I love a tough genre movie as much as the next cat. I don’t need it to be deep or profound. So, given QT’s clout, why can’t he do more? And by more, I mean less – or something unexpected.2 Is that asking him to be a different director?
I get it. Believe me, I do: He wants to make great bad movies, long, costly Leone flicks. Where actors (e.g., James Remar) and locations (e.g., Lone Pine, CA) play dual roles. Where a fake film grain overlays the frame. Where he uses a zoom lens mock-randomly and many of the key dramatic situations are contained situations.
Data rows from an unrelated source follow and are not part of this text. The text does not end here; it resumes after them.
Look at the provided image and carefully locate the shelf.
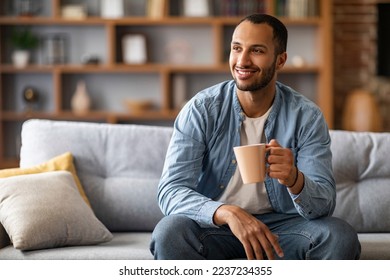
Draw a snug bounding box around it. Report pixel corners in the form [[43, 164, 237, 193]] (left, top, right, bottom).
[[0, 16, 322, 26], [0, 0, 333, 168]]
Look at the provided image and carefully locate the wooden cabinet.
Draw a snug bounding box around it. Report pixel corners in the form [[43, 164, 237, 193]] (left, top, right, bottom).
[[0, 0, 333, 168]]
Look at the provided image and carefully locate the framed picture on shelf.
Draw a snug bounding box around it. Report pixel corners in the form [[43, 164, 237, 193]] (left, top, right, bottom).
[[122, 34, 148, 64], [183, 0, 211, 17]]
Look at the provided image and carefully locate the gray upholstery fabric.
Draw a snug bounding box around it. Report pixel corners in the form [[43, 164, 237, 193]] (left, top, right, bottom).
[[359, 233, 390, 260], [331, 131, 390, 233], [20, 120, 172, 231], [0, 120, 390, 259]]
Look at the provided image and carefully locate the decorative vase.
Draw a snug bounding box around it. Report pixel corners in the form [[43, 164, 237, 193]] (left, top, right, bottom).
[[12, 50, 30, 68], [71, 81, 91, 115]]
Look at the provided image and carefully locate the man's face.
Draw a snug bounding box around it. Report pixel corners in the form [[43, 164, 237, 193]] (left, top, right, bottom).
[[229, 21, 279, 92]]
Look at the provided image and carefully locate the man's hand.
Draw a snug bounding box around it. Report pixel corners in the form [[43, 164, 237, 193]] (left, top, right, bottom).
[[214, 205, 283, 260], [266, 139, 303, 194]]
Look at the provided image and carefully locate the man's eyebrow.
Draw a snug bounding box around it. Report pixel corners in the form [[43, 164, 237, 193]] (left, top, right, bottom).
[[231, 41, 268, 49]]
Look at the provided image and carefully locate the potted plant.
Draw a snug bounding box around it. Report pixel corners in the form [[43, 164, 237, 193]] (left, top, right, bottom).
[[11, 28, 39, 68]]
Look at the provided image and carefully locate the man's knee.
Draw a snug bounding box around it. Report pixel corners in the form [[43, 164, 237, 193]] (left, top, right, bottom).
[[150, 215, 199, 259]]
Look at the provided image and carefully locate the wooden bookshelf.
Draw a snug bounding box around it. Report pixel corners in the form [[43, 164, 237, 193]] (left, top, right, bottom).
[[0, 0, 333, 168]]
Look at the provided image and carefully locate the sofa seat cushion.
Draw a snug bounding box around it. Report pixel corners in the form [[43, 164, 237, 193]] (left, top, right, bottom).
[[359, 233, 390, 260], [20, 120, 172, 232], [0, 232, 153, 260], [331, 131, 390, 233]]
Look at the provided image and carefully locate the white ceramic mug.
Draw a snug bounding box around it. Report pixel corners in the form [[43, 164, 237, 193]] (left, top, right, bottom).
[[233, 144, 266, 184]]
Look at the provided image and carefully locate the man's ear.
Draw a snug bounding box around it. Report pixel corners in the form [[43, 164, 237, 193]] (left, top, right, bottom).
[[276, 52, 287, 70]]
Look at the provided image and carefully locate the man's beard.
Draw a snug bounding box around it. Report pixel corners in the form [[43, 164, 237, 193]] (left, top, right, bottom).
[[234, 58, 276, 91]]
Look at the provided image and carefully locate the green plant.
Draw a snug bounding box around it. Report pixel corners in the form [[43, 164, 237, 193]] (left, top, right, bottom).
[[11, 28, 39, 50]]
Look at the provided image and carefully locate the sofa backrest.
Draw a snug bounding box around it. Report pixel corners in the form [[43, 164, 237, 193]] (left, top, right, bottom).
[[20, 120, 390, 232], [20, 120, 172, 231], [330, 131, 390, 232]]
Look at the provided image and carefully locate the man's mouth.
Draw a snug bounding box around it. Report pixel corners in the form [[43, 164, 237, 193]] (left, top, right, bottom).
[[235, 68, 256, 80]]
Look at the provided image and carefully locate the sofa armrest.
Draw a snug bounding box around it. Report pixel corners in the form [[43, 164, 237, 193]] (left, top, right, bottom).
[[0, 224, 10, 249]]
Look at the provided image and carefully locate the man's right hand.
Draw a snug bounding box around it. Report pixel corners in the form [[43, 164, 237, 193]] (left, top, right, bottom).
[[214, 205, 284, 260]]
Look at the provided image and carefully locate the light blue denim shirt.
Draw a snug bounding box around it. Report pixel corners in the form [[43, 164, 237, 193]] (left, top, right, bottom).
[[158, 80, 336, 227]]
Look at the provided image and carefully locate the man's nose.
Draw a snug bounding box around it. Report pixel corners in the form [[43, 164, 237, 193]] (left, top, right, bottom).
[[237, 51, 251, 66]]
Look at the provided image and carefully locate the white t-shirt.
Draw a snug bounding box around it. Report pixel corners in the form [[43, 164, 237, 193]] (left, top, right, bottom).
[[218, 107, 272, 214]]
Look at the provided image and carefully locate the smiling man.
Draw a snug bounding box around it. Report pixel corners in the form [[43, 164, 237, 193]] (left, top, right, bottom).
[[151, 14, 360, 259]]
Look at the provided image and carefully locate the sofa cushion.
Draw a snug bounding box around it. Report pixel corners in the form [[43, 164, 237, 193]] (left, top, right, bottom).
[[0, 152, 90, 205], [0, 232, 153, 260], [331, 131, 390, 232], [20, 120, 172, 231], [0, 171, 112, 250]]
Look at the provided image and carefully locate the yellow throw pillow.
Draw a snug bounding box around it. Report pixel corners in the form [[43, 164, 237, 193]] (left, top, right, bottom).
[[0, 152, 91, 206]]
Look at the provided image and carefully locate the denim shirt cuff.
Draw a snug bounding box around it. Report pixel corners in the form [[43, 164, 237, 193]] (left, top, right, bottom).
[[196, 200, 223, 228]]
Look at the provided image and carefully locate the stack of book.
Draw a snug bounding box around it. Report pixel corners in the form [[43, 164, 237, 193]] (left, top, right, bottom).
[[215, 0, 267, 16], [275, 0, 319, 18]]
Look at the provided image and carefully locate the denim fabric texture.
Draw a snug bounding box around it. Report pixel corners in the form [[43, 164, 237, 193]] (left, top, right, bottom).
[[158, 80, 336, 227]]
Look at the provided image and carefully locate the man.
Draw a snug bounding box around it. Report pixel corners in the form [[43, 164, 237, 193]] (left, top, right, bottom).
[[151, 14, 360, 259]]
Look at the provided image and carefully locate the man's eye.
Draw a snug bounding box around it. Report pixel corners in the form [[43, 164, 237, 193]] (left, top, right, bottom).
[[253, 49, 264, 54]]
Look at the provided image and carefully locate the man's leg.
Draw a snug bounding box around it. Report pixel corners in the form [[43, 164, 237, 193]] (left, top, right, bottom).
[[257, 213, 360, 260], [150, 213, 360, 260], [150, 215, 245, 260]]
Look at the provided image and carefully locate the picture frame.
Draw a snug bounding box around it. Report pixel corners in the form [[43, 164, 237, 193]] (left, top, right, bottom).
[[122, 33, 148, 64], [183, 0, 211, 17], [100, 0, 124, 18]]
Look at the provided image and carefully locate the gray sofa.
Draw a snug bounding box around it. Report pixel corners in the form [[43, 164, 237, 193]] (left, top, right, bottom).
[[0, 120, 390, 260]]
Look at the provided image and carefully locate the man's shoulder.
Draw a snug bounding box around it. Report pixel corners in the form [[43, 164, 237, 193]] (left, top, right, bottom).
[[195, 80, 235, 99]]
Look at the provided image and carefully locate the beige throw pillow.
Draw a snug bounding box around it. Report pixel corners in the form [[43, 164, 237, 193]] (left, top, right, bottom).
[[0, 171, 112, 250]]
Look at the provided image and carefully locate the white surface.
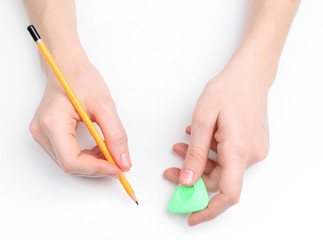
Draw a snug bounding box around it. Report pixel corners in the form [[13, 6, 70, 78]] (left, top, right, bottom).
[[0, 0, 323, 240]]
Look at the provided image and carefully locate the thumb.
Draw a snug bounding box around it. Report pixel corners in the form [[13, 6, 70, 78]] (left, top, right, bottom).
[[179, 105, 215, 186], [95, 100, 132, 171]]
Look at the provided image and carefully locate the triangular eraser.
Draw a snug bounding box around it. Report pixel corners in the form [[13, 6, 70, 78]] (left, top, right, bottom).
[[168, 178, 209, 213]]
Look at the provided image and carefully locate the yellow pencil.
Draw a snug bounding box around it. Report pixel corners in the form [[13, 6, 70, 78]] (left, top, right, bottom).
[[27, 25, 138, 205]]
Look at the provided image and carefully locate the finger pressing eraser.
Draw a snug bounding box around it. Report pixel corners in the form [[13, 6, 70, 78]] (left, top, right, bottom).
[[168, 178, 209, 213]]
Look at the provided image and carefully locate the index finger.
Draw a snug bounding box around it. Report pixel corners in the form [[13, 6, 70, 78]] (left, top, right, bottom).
[[188, 144, 245, 226], [42, 111, 121, 178]]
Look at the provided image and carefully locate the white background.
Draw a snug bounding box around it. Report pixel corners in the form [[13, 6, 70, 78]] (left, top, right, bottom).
[[0, 0, 323, 240]]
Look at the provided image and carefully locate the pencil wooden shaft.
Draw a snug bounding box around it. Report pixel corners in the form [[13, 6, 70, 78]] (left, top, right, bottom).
[[37, 40, 134, 198]]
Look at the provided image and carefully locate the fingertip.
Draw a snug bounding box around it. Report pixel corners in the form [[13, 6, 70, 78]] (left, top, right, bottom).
[[185, 125, 191, 135], [179, 169, 194, 187], [118, 152, 132, 171], [163, 168, 181, 184]]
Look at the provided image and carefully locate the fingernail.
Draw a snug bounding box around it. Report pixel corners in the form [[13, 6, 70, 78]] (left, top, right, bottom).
[[121, 153, 131, 169], [180, 169, 194, 185]]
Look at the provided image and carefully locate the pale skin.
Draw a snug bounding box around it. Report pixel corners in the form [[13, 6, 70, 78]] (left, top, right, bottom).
[[24, 0, 300, 226]]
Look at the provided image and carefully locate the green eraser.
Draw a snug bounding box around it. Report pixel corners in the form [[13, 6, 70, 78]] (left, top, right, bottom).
[[168, 178, 209, 213]]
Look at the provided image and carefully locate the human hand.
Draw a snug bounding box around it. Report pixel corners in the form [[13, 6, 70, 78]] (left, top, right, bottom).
[[30, 54, 131, 178], [164, 52, 275, 226]]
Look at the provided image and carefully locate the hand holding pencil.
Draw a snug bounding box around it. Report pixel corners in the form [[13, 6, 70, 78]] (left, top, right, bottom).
[[28, 26, 137, 202]]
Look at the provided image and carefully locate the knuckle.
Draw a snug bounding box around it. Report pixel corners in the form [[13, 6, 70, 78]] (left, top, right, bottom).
[[227, 193, 240, 205], [226, 138, 250, 159], [99, 95, 115, 110], [60, 161, 75, 175], [187, 146, 206, 159], [192, 110, 213, 128]]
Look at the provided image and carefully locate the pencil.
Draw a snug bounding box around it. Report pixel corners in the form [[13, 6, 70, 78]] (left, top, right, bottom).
[[27, 25, 139, 205]]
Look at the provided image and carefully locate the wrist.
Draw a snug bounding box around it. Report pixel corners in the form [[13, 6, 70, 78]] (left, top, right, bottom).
[[40, 42, 90, 76], [225, 45, 279, 91]]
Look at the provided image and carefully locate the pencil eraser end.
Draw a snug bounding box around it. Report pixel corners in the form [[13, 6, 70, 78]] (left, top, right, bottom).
[[168, 178, 209, 213]]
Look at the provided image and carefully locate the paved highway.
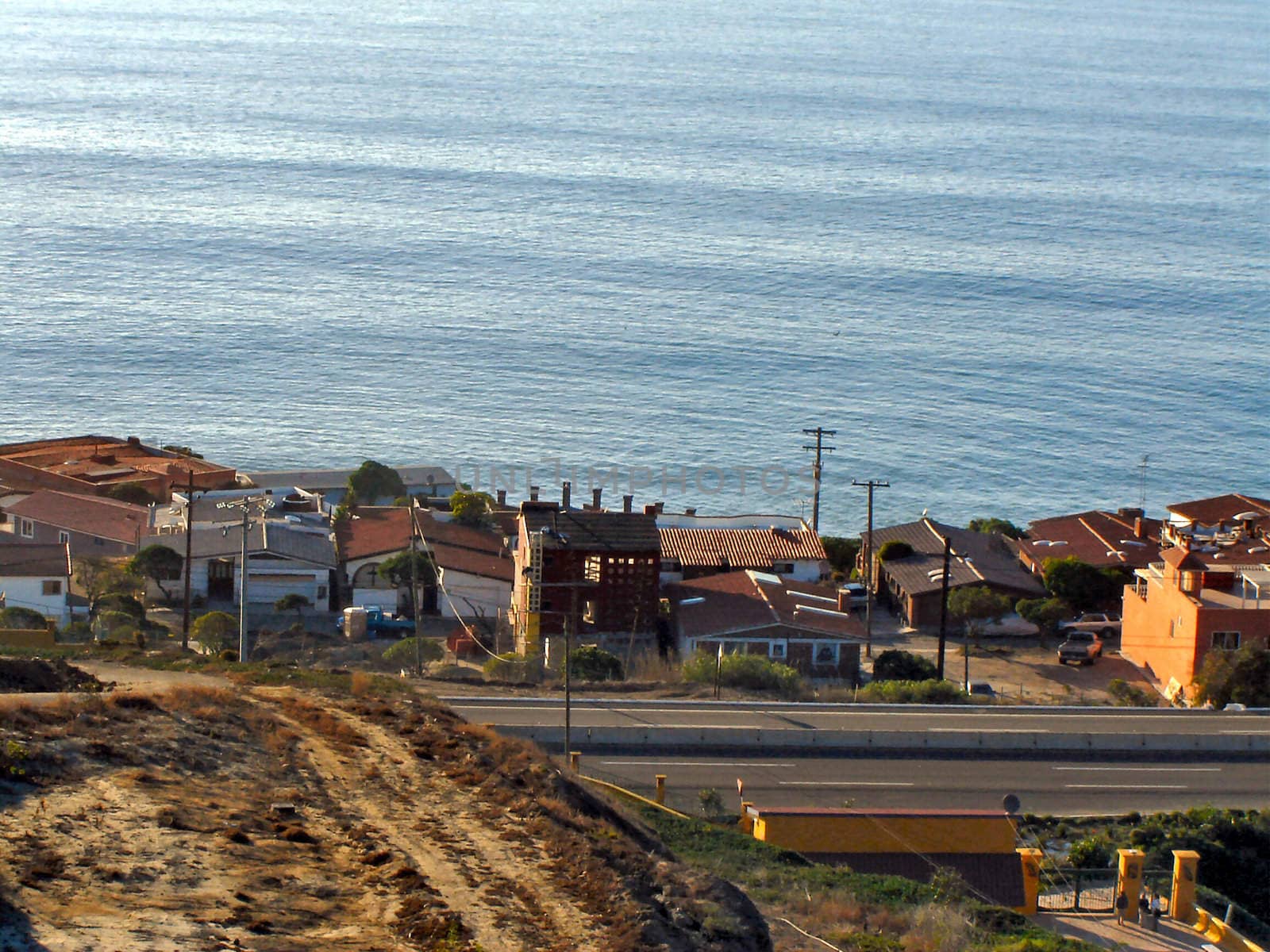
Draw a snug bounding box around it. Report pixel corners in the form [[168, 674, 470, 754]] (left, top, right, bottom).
[[442, 697, 1270, 736], [582, 754, 1270, 815]]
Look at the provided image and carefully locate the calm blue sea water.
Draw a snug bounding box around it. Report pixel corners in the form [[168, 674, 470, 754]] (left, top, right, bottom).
[[0, 0, 1270, 532]]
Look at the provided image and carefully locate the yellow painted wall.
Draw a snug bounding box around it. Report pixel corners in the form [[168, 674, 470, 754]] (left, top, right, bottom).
[[754, 814, 1014, 853], [0, 628, 56, 647]]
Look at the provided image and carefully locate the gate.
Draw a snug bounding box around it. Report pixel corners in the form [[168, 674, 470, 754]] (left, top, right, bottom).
[[1037, 866, 1116, 912]]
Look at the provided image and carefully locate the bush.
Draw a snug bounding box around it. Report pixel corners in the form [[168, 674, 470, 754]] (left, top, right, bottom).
[[683, 652, 806, 697], [0, 605, 48, 631], [878, 538, 913, 562], [874, 649, 938, 681], [560, 645, 625, 681], [481, 654, 542, 683], [383, 636, 446, 668], [856, 678, 970, 704]]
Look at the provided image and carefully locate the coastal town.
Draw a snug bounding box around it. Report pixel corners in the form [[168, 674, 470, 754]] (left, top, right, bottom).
[[0, 436, 1270, 704], [0, 436, 1270, 952]]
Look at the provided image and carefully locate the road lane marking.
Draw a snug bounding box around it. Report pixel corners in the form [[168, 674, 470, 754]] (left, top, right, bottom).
[[599, 760, 798, 766], [1053, 766, 1222, 773], [777, 781, 917, 787]]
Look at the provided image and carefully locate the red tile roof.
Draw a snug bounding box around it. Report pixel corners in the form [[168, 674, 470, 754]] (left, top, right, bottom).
[[656, 527, 826, 570], [665, 571, 864, 639], [5, 489, 150, 544], [1018, 509, 1160, 569]]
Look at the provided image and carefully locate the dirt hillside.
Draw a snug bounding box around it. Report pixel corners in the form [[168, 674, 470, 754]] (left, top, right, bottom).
[[0, 683, 771, 952]]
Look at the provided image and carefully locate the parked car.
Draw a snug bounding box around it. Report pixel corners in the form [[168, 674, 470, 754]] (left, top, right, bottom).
[[1058, 612, 1120, 639], [1058, 631, 1103, 664]]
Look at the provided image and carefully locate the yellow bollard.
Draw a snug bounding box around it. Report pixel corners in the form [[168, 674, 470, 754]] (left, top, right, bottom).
[[1014, 846, 1045, 916], [1115, 849, 1145, 923], [1168, 849, 1199, 923]]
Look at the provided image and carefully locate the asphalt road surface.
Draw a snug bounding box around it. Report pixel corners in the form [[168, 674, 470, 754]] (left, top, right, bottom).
[[580, 754, 1270, 816]]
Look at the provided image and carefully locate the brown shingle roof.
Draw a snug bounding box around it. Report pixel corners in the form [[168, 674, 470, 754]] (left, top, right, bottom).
[[656, 527, 826, 570], [6, 489, 150, 543], [0, 542, 71, 579]]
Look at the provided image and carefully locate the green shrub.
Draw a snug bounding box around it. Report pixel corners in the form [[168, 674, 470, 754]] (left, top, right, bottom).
[[874, 649, 938, 681], [560, 645, 625, 681], [683, 652, 806, 697], [383, 636, 446, 665], [481, 654, 542, 683], [0, 605, 48, 631], [856, 678, 970, 704]]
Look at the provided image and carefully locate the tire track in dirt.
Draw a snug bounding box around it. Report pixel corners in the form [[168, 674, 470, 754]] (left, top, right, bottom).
[[252, 688, 603, 952]]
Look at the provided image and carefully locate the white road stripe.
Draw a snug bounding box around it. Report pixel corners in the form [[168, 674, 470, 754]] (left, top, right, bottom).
[[1063, 783, 1190, 789], [1053, 766, 1222, 773], [777, 781, 917, 787]]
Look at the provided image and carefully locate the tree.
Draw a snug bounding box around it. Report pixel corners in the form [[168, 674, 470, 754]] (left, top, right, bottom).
[[375, 550, 437, 613], [967, 516, 1027, 538], [449, 489, 494, 527], [1014, 598, 1072, 637], [0, 605, 48, 631], [1041, 556, 1122, 612], [949, 585, 1012, 635], [189, 612, 237, 654], [273, 592, 313, 626], [821, 536, 860, 578], [348, 459, 405, 505], [127, 544, 186, 601], [874, 649, 938, 681], [106, 482, 155, 505], [878, 538, 913, 562], [1195, 645, 1270, 707]]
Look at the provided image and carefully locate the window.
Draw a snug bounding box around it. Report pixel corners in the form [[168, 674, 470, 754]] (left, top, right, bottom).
[[1213, 631, 1240, 651]]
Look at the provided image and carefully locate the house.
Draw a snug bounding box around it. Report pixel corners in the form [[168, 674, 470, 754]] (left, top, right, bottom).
[[335, 506, 514, 620], [0, 542, 71, 626], [183, 519, 335, 608], [664, 571, 865, 683], [512, 500, 660, 664], [0, 436, 237, 501], [1120, 493, 1270, 698], [741, 804, 1025, 908], [1018, 509, 1160, 576], [243, 466, 457, 505], [656, 512, 829, 585], [0, 489, 152, 559], [860, 516, 1045, 628]]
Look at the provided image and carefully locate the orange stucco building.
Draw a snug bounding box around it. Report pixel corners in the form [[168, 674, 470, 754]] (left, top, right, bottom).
[[1120, 546, 1270, 698]]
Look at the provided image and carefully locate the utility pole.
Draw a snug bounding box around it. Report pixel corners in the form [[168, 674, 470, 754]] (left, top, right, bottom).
[[216, 497, 273, 664], [851, 480, 891, 658], [405, 508, 423, 675], [802, 427, 838, 532], [180, 470, 194, 651], [935, 536, 952, 681]]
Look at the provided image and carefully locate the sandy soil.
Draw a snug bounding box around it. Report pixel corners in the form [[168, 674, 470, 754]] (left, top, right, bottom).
[[0, 685, 771, 952]]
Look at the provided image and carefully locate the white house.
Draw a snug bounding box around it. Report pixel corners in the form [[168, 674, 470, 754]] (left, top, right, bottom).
[[0, 542, 71, 624]]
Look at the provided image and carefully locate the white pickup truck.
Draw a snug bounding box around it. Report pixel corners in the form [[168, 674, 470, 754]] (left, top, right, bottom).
[[1058, 612, 1120, 639]]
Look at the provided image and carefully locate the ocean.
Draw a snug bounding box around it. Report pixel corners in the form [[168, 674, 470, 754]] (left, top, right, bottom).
[[0, 0, 1270, 535]]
He does this by choice (as opposed to a choice that bare necessity dictates, like in a Roger Corman cheapie). Paying tribute, the Weinstein Company green-lights a multimillion-dollar budget. And the irony may turn you off. Perhaps, in 1994, you spotted the peacock for what it was. Oh well. The Weinsteins are happy. The great bad movies he’s made have made huge sums of cash. And presumably, they will raise the budget on others to come. But if Django Unchained is any indication, QT will run out of gas sooner than I’d like. He will cease to transform the trash by which he’s transfixed. He will go for show (the Quentin show), and story will lose. Pulp Fiction and Jackie Brown derive aesthetic pleasure from, and give to it, a classically neat tautness. They are crime comedies with real thematic weight (the antiheroic search for purpose and redemption). In their circular way, they are lovely. Django Unchained is a blowout with less on its mind than either of those films.
Roll on, Quentin.
Rating: B
1 Distasteful is the rich fat director who promotes his film by saying that cinema has not seriously dealt with the blight that was American slavery until now. (To which I say: But Quentin, Django Unchained is not that movie. 12 Years a Slave is.) Strange is the rich fat director who has not lived in the real world for just shy of twenty years.
2 Is it wrong to fault Django Unchained for not surprising me like his other films do (Inglourious Basterds included)? Do I expect too much?